Because associative models are constantly evolving as a function of frequency and salience, they can in fact be gamed. I call this “semantic gerrymandering” and the advertising industry in particular excels here. Can I change the way you think of “recycling” or “police” based on certain ontological entities I yoke them to? Alternatively this may be described as “framing” or “Russell conjugations” or the “is-ought alloy” (https://everythingstudies.com/2018/02/12/wordy-weapons-of-is-ought-alloy/).
There are certain abstract “primitives” from which we build everything else.
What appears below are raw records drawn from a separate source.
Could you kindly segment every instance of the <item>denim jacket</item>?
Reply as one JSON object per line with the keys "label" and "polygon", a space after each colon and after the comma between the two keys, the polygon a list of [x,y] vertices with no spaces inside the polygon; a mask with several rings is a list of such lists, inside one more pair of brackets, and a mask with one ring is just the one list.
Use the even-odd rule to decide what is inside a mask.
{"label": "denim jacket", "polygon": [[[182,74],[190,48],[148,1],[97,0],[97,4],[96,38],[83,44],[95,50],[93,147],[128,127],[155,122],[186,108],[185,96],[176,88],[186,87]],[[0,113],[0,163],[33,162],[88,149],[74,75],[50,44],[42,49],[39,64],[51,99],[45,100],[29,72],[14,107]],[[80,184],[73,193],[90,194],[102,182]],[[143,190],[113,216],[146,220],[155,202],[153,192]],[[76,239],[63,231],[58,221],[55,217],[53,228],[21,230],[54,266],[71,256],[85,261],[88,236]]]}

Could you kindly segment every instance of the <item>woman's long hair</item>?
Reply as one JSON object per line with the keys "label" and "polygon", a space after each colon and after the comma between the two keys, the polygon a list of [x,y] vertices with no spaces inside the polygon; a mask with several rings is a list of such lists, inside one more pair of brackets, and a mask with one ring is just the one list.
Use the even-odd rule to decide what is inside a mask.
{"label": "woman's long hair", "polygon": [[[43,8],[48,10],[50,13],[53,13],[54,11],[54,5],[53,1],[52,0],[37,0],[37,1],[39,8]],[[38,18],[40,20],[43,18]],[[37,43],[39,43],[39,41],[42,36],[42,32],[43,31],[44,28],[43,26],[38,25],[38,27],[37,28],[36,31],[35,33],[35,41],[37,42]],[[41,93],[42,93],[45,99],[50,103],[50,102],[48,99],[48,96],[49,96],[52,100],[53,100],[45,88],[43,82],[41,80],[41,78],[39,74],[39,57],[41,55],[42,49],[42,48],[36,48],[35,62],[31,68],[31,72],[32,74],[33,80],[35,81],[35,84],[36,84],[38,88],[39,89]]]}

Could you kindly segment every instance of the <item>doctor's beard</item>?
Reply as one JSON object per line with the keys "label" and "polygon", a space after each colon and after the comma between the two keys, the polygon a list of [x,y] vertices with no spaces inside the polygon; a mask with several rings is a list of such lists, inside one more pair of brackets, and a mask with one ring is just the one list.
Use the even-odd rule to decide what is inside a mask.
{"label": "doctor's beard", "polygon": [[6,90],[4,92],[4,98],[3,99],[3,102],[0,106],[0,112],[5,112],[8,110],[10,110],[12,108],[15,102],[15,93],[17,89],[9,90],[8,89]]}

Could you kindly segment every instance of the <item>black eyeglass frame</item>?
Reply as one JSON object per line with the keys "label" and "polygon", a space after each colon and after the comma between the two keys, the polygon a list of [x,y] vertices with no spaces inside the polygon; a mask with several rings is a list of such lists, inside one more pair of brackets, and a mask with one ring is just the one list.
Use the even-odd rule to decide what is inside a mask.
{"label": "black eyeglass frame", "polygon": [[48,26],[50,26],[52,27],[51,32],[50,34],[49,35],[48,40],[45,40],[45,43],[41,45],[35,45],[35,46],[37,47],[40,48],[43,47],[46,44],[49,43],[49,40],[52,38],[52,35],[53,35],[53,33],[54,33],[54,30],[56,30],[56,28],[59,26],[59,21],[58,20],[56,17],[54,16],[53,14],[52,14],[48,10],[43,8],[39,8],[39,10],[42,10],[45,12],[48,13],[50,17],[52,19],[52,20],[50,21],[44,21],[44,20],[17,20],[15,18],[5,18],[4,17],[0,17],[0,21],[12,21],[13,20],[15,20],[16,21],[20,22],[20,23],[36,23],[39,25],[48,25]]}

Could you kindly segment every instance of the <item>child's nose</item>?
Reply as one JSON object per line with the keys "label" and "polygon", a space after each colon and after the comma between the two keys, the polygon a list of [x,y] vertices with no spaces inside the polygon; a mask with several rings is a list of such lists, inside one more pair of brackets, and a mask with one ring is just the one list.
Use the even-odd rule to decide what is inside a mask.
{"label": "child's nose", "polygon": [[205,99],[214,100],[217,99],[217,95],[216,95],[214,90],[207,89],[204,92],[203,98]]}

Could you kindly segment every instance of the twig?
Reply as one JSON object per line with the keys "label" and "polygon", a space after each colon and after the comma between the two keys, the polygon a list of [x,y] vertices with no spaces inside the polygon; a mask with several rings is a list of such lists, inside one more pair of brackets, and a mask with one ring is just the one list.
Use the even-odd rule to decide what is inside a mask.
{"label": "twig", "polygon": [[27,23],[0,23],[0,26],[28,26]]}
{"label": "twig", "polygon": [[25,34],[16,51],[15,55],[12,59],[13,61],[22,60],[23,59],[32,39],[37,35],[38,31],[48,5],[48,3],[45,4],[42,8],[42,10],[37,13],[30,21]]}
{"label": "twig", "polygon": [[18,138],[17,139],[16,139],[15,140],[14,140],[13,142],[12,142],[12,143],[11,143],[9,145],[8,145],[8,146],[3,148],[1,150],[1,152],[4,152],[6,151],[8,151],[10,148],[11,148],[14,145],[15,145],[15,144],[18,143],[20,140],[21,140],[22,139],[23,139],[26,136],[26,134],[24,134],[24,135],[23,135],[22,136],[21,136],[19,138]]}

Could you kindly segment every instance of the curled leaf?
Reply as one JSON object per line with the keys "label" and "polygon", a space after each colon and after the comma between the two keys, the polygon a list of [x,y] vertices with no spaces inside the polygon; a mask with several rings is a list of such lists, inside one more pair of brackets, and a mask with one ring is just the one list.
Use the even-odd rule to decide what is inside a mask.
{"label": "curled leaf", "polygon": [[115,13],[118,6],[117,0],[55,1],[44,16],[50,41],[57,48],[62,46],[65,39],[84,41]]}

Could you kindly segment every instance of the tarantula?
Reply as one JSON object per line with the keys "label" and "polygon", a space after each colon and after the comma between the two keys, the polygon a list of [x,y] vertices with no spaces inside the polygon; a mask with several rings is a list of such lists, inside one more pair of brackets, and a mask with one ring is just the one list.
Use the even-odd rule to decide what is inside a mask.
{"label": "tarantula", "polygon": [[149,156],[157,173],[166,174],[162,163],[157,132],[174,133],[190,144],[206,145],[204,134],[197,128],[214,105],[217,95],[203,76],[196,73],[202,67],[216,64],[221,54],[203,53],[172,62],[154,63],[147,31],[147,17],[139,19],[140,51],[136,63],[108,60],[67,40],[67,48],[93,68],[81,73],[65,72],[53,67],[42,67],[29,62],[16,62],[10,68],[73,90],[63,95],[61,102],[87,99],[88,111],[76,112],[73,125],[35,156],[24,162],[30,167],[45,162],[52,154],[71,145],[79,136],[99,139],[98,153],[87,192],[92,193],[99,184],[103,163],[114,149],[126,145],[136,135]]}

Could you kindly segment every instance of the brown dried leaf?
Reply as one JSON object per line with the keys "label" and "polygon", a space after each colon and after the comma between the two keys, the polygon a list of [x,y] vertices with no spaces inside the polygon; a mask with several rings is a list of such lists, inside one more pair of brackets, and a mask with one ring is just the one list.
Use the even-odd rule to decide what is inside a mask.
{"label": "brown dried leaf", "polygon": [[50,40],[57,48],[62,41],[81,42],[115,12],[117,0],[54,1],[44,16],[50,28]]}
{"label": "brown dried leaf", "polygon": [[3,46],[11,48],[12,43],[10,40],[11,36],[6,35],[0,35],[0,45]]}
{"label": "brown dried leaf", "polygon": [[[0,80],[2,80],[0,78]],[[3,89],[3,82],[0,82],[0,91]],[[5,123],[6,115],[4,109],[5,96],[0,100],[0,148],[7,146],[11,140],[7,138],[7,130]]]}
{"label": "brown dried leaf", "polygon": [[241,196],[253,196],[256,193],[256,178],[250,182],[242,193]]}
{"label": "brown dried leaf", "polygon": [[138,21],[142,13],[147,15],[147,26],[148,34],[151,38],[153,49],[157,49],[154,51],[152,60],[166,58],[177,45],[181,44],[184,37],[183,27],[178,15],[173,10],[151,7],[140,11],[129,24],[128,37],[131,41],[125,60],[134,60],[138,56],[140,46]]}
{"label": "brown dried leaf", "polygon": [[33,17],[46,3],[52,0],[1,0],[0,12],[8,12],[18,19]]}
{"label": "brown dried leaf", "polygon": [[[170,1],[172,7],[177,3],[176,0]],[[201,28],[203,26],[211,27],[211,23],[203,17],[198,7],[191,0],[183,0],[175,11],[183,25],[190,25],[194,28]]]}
We associate higher level concepts (e.g. democracy, consensus) to low-level concepts (e.g. veridicality, perception, etc.) as a function of our experiences with them (e.g. what we are told, what we logically deduce and so on). But all of these models (“metaphors”) – like sand – are constantly shifting as a function of our experiences. Some ground is fortunately more solid than others, and perhaps when it is not, we call that a “midlife crisis”.
Metaphorical thinking is how we make sense of the world – how our internal models of reality conform to our observations of it. It is the great human achievement that ties together artists and scientists and businesspeople and philosophers.
No disagreement with any of that, Alex. Framing has been used as a technical approach in AI, as well. I use the metaphor of “effective procedures” from cognitive science as a way of trying to ground how we might think about these semantic issues, but the problems clearly stretch through all our human activities.